Varietà dell'Ametista

Per differenziare le varietà di Ametiste accanto al colore viene indicata anche l´origine della gemma, che per alcuni esemplari è sinonimo di qualità. L'Ametista Breijnho, per esempio, si estrae in Brasile, dalla miniera di Breijnho ed è particolarmente richiesta per i suoi lampi purpurei che appaiono sulla superficie viola intenso. L'Ametista Zambiana invece presenta un chiaro porpora regale con meravigliose sfumature blu e rosse che ne illuminano il corpo ad ogni movimento. La rara Ametista Uruguay affascina con le sue tonalità viola profonde e i suoi particolari lampi rossi. L'Ametista Verde Rio Grande (Prasiolite) ha sfumature verdi intense ed è normalmente più pregiata delle tradizionali Ametiste Verdi; queste due varietà vengono estratte da miniere differenti: l'Ametista verde si trova a Uberaba (Minas Gerais), mentre l'Ametista Verde Rio Grande è originaria di Rio Grande do Sul.

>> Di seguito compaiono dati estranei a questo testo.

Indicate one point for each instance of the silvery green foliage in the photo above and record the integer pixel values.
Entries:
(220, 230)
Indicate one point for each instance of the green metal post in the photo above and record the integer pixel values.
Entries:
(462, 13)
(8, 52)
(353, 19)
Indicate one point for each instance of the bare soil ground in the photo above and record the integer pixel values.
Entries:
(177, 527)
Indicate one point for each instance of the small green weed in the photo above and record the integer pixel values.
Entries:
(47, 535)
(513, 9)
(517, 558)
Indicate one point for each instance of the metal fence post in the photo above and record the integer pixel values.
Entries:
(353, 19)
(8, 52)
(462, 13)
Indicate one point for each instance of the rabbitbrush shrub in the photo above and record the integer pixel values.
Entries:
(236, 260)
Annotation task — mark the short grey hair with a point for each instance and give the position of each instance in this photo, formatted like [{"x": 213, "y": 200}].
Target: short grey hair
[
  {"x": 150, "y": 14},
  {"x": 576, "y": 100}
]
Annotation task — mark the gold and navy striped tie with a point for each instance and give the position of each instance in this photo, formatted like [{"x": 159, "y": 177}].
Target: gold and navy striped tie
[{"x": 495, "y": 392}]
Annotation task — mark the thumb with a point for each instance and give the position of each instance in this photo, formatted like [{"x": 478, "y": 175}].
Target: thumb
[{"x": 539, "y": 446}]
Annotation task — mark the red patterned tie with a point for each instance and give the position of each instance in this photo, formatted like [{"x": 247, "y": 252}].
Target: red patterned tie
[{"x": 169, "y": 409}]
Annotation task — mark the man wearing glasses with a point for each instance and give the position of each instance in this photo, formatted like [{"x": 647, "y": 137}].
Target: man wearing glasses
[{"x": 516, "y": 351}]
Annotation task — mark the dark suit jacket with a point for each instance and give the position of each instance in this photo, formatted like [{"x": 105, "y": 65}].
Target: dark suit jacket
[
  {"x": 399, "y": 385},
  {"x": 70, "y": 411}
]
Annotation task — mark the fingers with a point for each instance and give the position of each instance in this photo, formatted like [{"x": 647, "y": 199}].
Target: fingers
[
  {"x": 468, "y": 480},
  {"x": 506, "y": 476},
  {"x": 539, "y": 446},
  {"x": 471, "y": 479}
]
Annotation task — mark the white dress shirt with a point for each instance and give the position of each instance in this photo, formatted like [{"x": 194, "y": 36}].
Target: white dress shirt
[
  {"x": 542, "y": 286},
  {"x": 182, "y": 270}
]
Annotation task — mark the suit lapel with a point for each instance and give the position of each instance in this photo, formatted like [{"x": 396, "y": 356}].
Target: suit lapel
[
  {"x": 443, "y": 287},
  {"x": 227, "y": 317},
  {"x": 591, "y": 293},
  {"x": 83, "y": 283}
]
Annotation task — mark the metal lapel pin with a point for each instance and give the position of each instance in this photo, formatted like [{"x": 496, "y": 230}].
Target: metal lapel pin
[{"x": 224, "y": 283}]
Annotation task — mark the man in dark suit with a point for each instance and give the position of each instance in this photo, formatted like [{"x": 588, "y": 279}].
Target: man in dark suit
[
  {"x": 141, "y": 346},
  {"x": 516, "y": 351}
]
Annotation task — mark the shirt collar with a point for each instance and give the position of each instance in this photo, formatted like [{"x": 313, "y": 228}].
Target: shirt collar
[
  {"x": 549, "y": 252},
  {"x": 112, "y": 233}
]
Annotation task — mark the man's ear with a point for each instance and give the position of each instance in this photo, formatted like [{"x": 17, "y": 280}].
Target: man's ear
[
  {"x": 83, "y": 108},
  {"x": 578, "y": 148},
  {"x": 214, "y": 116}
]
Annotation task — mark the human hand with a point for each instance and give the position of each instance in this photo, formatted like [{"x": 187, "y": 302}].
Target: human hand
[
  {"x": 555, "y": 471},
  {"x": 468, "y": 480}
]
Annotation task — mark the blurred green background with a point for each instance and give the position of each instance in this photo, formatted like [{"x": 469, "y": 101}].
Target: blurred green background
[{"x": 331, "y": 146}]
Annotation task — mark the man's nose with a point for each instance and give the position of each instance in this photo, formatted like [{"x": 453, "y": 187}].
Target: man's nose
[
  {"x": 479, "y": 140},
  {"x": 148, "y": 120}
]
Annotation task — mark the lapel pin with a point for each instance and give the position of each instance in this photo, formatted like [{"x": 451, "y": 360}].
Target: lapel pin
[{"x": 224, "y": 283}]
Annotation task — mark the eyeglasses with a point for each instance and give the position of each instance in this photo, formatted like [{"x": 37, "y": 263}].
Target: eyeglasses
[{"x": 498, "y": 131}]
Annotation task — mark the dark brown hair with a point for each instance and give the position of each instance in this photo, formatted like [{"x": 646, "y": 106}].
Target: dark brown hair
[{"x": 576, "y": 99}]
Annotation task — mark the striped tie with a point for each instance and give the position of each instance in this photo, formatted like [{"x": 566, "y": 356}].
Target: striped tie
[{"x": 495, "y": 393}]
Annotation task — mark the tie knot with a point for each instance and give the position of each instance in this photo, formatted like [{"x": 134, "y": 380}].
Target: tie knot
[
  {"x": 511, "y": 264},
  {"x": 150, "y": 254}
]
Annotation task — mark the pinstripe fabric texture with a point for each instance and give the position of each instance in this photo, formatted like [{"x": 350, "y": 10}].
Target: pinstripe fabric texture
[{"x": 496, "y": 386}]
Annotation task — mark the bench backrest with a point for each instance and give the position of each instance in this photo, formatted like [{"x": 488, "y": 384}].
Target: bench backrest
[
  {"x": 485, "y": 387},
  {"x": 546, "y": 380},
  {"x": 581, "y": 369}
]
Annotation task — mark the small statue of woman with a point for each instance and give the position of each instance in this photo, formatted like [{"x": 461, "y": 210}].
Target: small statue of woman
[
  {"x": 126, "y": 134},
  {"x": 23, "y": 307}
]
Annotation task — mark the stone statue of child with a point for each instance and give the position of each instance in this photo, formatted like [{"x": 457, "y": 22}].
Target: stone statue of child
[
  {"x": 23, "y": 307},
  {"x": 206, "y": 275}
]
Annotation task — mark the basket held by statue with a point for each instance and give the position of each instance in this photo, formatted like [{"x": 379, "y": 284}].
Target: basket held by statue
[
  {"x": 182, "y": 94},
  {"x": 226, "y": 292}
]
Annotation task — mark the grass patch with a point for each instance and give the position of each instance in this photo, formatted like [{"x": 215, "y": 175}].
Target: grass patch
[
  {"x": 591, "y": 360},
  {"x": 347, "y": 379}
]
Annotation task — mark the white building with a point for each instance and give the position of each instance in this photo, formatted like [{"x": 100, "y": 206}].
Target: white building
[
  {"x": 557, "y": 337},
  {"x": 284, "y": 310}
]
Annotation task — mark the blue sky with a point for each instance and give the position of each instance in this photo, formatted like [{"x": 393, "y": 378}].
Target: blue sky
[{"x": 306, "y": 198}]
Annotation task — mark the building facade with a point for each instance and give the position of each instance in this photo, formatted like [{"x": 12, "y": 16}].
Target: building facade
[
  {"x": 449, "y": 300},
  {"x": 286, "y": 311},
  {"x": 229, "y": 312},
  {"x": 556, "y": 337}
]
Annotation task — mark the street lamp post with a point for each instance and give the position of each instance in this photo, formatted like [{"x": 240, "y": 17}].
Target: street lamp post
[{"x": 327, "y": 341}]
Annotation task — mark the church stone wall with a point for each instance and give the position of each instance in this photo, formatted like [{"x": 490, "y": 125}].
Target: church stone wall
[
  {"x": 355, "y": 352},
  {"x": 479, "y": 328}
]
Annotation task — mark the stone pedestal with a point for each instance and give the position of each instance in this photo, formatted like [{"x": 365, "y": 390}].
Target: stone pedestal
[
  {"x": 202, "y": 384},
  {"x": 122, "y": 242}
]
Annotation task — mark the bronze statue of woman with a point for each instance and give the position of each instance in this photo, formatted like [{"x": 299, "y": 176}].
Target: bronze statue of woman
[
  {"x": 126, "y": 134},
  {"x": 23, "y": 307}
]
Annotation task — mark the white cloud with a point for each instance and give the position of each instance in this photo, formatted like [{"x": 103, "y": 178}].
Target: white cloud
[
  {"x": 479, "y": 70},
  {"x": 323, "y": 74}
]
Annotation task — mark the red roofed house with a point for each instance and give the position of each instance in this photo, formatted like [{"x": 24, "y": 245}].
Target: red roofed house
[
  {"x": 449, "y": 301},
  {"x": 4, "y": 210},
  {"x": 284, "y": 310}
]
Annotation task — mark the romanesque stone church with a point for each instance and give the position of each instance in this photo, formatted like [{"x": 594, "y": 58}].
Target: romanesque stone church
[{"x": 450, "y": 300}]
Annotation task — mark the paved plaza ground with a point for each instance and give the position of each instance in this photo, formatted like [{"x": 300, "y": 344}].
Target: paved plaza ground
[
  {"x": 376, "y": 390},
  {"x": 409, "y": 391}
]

L'Ametista Verde: sfaccettata e il suo cristallo grezzo

L'Ametista Verde: sfaccettata e il suo cristallo grezzo

Le seguenti varietà di Ametista si classificano in base al loro colore: l'Ametista Platina deve il suo nome proprio alla similitudine ottica con il platino, in quanto presenta delle sfumature argentate. Gli esemplari brasiliani lavanda o Ametista Rose de France mostrano invece un colore lilla pastello molto chiaro e delicato. L'Ametista Bicolore è un insieme di Ametista e Quarzo Bianco, formatesi dalla fusione dei cristalli durante modifiche delle condizioni ambientali. Un´altra varietà bicolore è l'Ametrina (proveniente dalla miniera di Anahi in Bolivia), composta dal Citrino e dall'Ametista e presente sul mercato dal 1980.

Cura dell'Ametista

Alcune gemme tendono a scolorirsi o a tornare al loro colore originario se esposte a una fonte di luce molto intensa; per questo, qualora non fosse necessario, bisognerebbe evitare qualsiasi trattamento di questo tipo.